Tuesday, September 15, 2009

Educational myth: learning styles

You're probably familiar with the concept of learning styles, the idea that different people learn differently. Some learn best by seeing, others by listening, still others by doing or touching. Teachers across the nation are implored to identify their students' learning styles and modify instruction to accommodate them. Unfortunately, according to the research, this is a huge waste of time.

Cognitive scientist, Daniel Willingham puts it this way:
It doesn’t work.

It doesn't work--not only for the visual-auditory-kinesthetic theory, but for many other learning styles theories that have been proposed and tested since the 1940s.

Researchers have been conducting experiments on learning styles for 50 years. They’ve been tested with the sorts of materials that kids encounter in schools. They’ve been tested with kids diagnosed with a learning disability.
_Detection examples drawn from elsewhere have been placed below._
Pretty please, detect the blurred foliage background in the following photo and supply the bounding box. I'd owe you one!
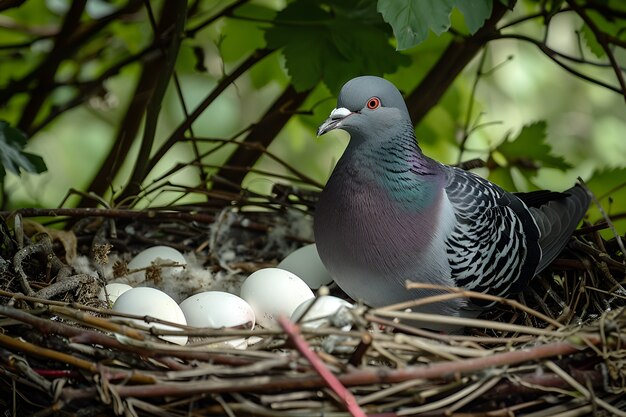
[0,0,626,232]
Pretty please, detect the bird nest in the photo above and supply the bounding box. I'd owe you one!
[0,186,626,417]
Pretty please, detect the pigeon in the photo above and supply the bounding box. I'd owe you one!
[314,76,590,322]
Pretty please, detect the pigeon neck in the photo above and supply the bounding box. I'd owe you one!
[340,120,444,211]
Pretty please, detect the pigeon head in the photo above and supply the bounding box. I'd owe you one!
[317,76,411,139]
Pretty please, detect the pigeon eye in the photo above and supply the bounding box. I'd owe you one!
[367,97,380,110]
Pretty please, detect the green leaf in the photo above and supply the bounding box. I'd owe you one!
[495,121,571,173]
[265,0,410,93]
[378,0,493,49]
[0,120,47,180]
[456,0,493,34]
[586,167,626,234]
[580,24,605,58]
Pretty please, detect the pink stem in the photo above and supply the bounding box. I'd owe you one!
[278,316,367,417]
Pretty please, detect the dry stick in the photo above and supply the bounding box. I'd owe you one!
[376,281,563,328]
[62,334,602,399]
[278,316,367,417]
[0,334,156,384]
[544,361,626,417]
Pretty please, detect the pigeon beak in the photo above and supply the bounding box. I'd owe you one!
[317,107,353,136]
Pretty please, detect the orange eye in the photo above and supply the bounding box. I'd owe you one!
[367,97,380,110]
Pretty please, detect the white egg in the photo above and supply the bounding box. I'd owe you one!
[128,246,187,271]
[113,287,187,345]
[241,268,314,328]
[277,243,333,290]
[98,282,133,305]
[180,291,255,329]
[291,295,354,330]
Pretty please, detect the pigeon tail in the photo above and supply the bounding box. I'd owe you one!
[516,184,591,274]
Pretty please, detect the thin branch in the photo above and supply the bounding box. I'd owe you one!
[567,0,626,101]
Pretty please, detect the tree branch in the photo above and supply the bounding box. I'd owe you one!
[406,1,507,125]
[213,85,311,189]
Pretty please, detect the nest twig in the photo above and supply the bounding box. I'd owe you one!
[0,188,626,417]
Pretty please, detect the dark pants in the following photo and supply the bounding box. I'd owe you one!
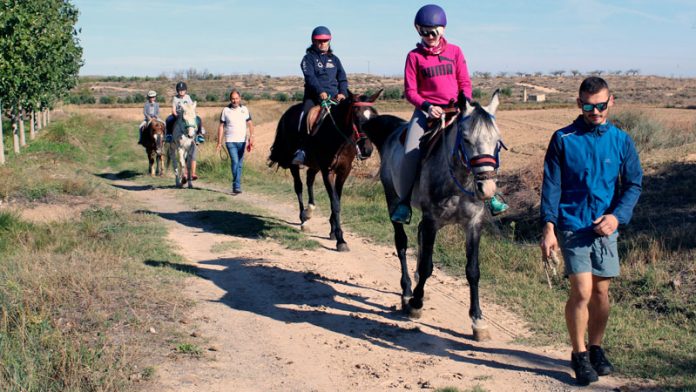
[298,98,319,150]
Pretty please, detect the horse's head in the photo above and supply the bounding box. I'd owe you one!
[346,90,382,160]
[179,102,198,138]
[147,119,165,155]
[453,90,506,200]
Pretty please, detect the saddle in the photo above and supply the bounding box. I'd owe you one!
[305,105,328,136]
[399,107,459,159]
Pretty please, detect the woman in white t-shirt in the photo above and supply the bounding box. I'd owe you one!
[216,89,254,194]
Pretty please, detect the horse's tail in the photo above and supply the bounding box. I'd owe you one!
[363,114,406,154]
[268,104,302,169]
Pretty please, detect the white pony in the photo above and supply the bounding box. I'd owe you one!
[170,102,198,188]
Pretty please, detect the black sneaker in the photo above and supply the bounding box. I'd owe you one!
[570,351,599,386]
[590,346,614,376]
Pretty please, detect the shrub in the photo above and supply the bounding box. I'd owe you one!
[471,88,483,99]
[99,95,116,105]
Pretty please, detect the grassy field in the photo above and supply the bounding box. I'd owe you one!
[192,104,696,390]
[0,117,198,391]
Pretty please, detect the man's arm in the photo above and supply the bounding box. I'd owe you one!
[539,133,561,257]
[613,136,643,225]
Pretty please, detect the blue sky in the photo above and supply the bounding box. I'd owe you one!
[73,0,696,77]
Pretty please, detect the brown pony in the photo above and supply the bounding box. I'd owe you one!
[268,90,382,252]
[143,119,164,177]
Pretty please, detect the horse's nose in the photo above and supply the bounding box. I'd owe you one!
[476,180,496,200]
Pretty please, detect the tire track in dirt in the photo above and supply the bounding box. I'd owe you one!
[107,181,626,391]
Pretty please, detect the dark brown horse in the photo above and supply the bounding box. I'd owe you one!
[143,119,164,177]
[268,90,382,252]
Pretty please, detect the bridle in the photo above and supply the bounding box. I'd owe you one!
[448,114,507,196]
[322,101,374,161]
[346,101,374,161]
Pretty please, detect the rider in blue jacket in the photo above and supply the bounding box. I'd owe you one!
[292,26,348,165]
[540,77,643,385]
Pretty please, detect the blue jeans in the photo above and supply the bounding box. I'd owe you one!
[225,142,246,191]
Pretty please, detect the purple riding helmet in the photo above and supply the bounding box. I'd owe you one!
[312,26,331,41]
[413,4,447,27]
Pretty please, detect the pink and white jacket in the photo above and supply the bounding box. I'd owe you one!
[404,37,471,110]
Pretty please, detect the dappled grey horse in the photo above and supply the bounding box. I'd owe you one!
[364,91,505,340]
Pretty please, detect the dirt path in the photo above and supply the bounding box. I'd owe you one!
[109,176,640,391]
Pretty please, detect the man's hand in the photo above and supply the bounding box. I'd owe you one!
[539,222,558,257]
[592,214,619,236]
[428,105,445,118]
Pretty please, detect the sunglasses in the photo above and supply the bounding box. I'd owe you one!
[580,99,609,112]
[418,27,440,38]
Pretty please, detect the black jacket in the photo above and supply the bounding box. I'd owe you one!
[300,46,348,102]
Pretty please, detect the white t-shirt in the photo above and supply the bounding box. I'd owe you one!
[220,105,251,143]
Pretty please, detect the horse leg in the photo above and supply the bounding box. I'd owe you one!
[466,225,491,342]
[147,151,155,177]
[408,217,437,318]
[304,168,319,220]
[186,150,193,189]
[321,169,350,252]
[176,148,186,188]
[290,165,309,231]
[392,222,413,311]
There just doesn’t seem to be much evidence that kids learn in fundamentally different ways.
Like many educational ideas, learning styles seem to make sense. But this shows that our impressions aren't always the best indicator of what will work. This is why it's vital that instructional techniques be rigorously tested before we invest time, money, and kids' lives in them.

Too often, we buy into some theory some PhD is pushing as the latest, greatest "solution" to our education woes (e.g. bilingual education). And too often, the research on that theory is shoddy or nonexistent. You'd think that educators would have the inside track on conducting and interpreting scholarly research and academic studies, but the more I read the more disappointed I am by the lack of rigor in the field.